I'm actually believing this, the main reason "AI" hype has become this big is tech people being impressed by it "writing code".

Then they were wrongly extrapolating capabilities to other fields (because "programming is super hard, harder than any other vocation, therefore 'AI' can do anything!!!1!"). To them, it clearly appears be god because they see themselves as gods—because they can write quicksort and linked lists or something.

Meanwhile, LLMs are only passable at generating code because it is laughably easy, mainly because programming languages and "best practices" are extremely verbose, repetitive and clunky; requiring endless boilerplate and infinite layer cakes to achieve even the most trivial things.

Because other people that don't care about that shit are so dependent on technology, it gets pushed to everyone without consent.

Kind of like a hubris ouroboros.

@thomasfuchs I basically concur. I should have saved the link to it, but someone did a blog post awhile back that was basically "LLMs work well on your code because your code is shit." I have observed that, notably, they struggle with common LISP (although that may also be a consequence of the training dataset).

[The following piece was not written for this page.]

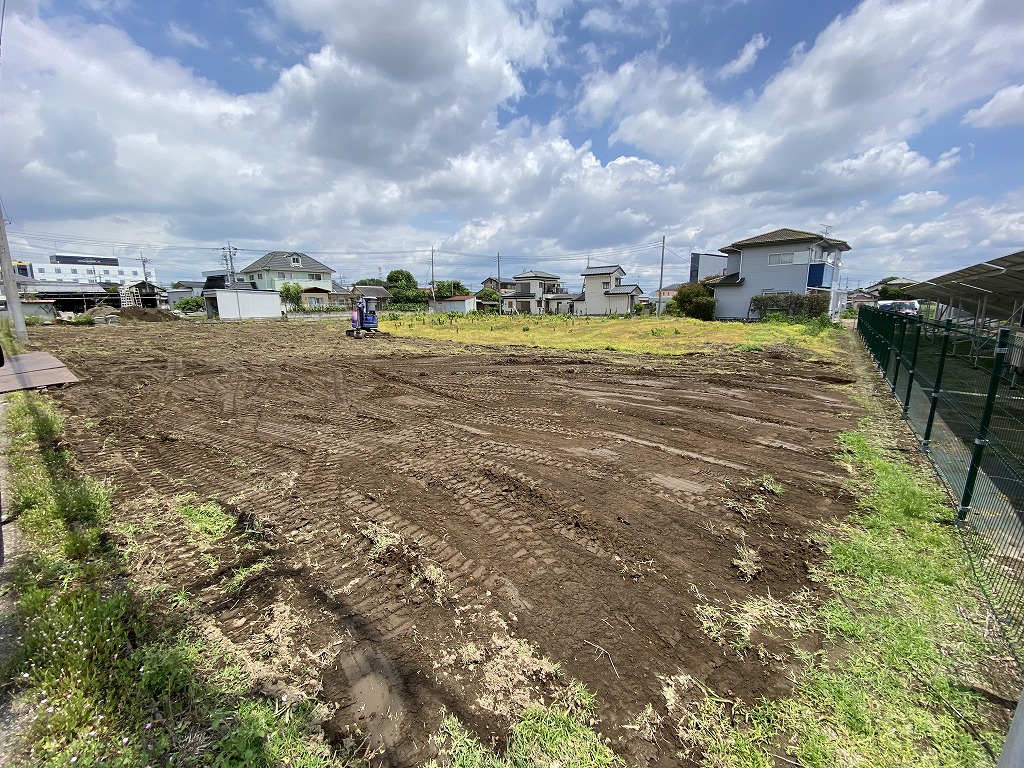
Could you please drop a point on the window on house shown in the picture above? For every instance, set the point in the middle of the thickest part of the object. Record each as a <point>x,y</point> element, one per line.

But, I would extrapolate to observing that most code is shit because it doesn't actually pay to write deeply concise code. There has always been a tradeoff between "getting it done today" and "getting it done perfectly," and the people who want the machine to do the thing want today. In fact, if you don't know your problem domain perfectly, I'd argue that trying to make your code optimally concise is counterproductive.

For those reasons, we can expect LLMs to be a time-saver to the extent that they can execute on "Take this fuzzy pattern and apply it to the codebase" and I expect they will end up a permanent tool in the toolbox (though not in their current form; a whole datacenter to do a 'soft-grep' is overkill, my prediction is that the open source projects will succeed in condensing the tool down into "works 90% of the time on the most popular languages and fits on one or two graphics cards").

@mark @thomasfuchs

And there's so much repetition in code. For an entity that has access to billions of lines of code most of what needs to be developed can be done with copy and paste.

@EuphoriaLavender @thomasfuchs On a lark, I tried throwing a locally-running Qwen at Common LISP using the CLSQL library.

It had no idea the API for the library and did not give me runnable code. But what was fascinating was it did give me syntactically-valid LISP (just trying to call nonexistent functions), and the shape of it matched the shape of the CLSQL API---function names were wrong, but arguments and even interrelationships like "make a connection and then use it to execute SQL" were mostly right.

... which suggests to me that at a fundamental level, the structure of SQL code is just a common pattern, so common that it could be extrapolated across language and library boundaries. And that means making code that talks to a backend via SQL should be automatable.

@mark @thomasfuchs

It should be and, at the very least, the right LLM could be a very useful tool for helping to code. I suspect that, like all the technical innovations that came before, AI is not going to make programmers obsolete, though there may be a prolonged period of cheap and/or ignorant managers who don't know better buying into the hype and getting lots and lots of bad code first.